Todos aplaudimos la gesta, Pucky, de la alegría empezó a mordisquear las patas de la cama y Starsky y Hutch siguieron sin piar, pero movían las cabecitas de un lado a otro con entusiasmo.
V. La confesión
Mi madre organizó la habitación. Mis hermanos y yo juntamos las camas para dormir con la abuela y Pucky a los pies porque a la pequeña bestia no le gustaron nunca los suelos. La tía Angélica acabó en la bañera porque no había otro lugar; mi madre le improvisó una cama con unas mantas y una colchoneta donde Angélica encajó su culo gordo y ya no salió.
Por las noches mis padres acudían al bar del hotel como si hubieran hecho una promesa. No faltaron ni una noche y volvían a la habitación cantando y riendo. En la barra hicieron amistad con un uruguayo que se llamaba Fabio Zerpa y que estaba en Córdoba en misión científica: investigaba extraterrestres y platillos volantes. Era vecino de nuestra habitación y decía que por las noches, como en un sueño y de forma telepática, escuchaba las conversaciones de los alienígenas que habían adoptado forma humana, pero que se comunicaban en un idioma indescifrable: era la tía Angélica que desde la bañera roncaba y el eco del baño reproducía, gracias al tubo de plástico que tenía por garganta, un sonido como de un transistor en una tormenta eléctrica. Tanto insistió aquel hombre con aquello que nos fuimos de Córdoba convencidos de que la tía Angélica tenía que ser una extraterrestre: no sólo no había muerto si no que parecía gozar de estupenda salud.
VI. Redención
Cuando volvimos advertí que todo había cambiado, las calles no eran iguales y nosotros no éramos los de entonces. Empecé el bachillerato adaptándome pronto a los nuevos compañeros, al menos sobre la pizarra ya no había un crucifijo, había una imagen de Sarmiento.
En ese nuevo comienzo decidí soltar a Starsky y Hutch pero nunca se fueron. Hacían vuelos rasantes por el patio esquivando los mordiscos de Pucky y siempre volvían a la jaula que mantenía la puerta abierta. También acompañaban, infaltables, a la tía Angélica que salía al atardecer a fumar y beber grapa bajo la parra.

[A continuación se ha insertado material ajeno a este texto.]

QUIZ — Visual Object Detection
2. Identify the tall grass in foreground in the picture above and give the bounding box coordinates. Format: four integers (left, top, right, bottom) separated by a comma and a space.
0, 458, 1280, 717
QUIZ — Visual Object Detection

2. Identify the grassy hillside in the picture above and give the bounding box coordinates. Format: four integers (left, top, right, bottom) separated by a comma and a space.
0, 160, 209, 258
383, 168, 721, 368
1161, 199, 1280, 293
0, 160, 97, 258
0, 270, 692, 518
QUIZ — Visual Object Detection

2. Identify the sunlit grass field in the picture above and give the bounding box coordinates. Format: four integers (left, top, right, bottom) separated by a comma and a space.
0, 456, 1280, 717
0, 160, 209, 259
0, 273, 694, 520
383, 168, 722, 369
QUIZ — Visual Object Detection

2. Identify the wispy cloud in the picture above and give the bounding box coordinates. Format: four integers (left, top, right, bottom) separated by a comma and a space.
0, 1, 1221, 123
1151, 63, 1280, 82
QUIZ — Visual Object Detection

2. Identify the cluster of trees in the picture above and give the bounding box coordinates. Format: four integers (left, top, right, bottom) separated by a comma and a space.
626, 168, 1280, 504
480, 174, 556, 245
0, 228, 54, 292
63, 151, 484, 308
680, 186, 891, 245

La tía Angélica murió pero diez años después del vaticinio de los médicos, Starsky y Hutch la acompañaron en el viaje. La enterramos en el cementerio municipal, mi madre la amortajó y le colocó en el ataúd, entre las manos, un paquete de tabaco y dos monedas para pagar el viaje al barquero por el rio de aguas negras.
Yo me volví algo apático. No volví a pelear con nadie ni a defender ninguna causa. Dejé el fútbol, guardé algunos recuerdos. Salí a la vida.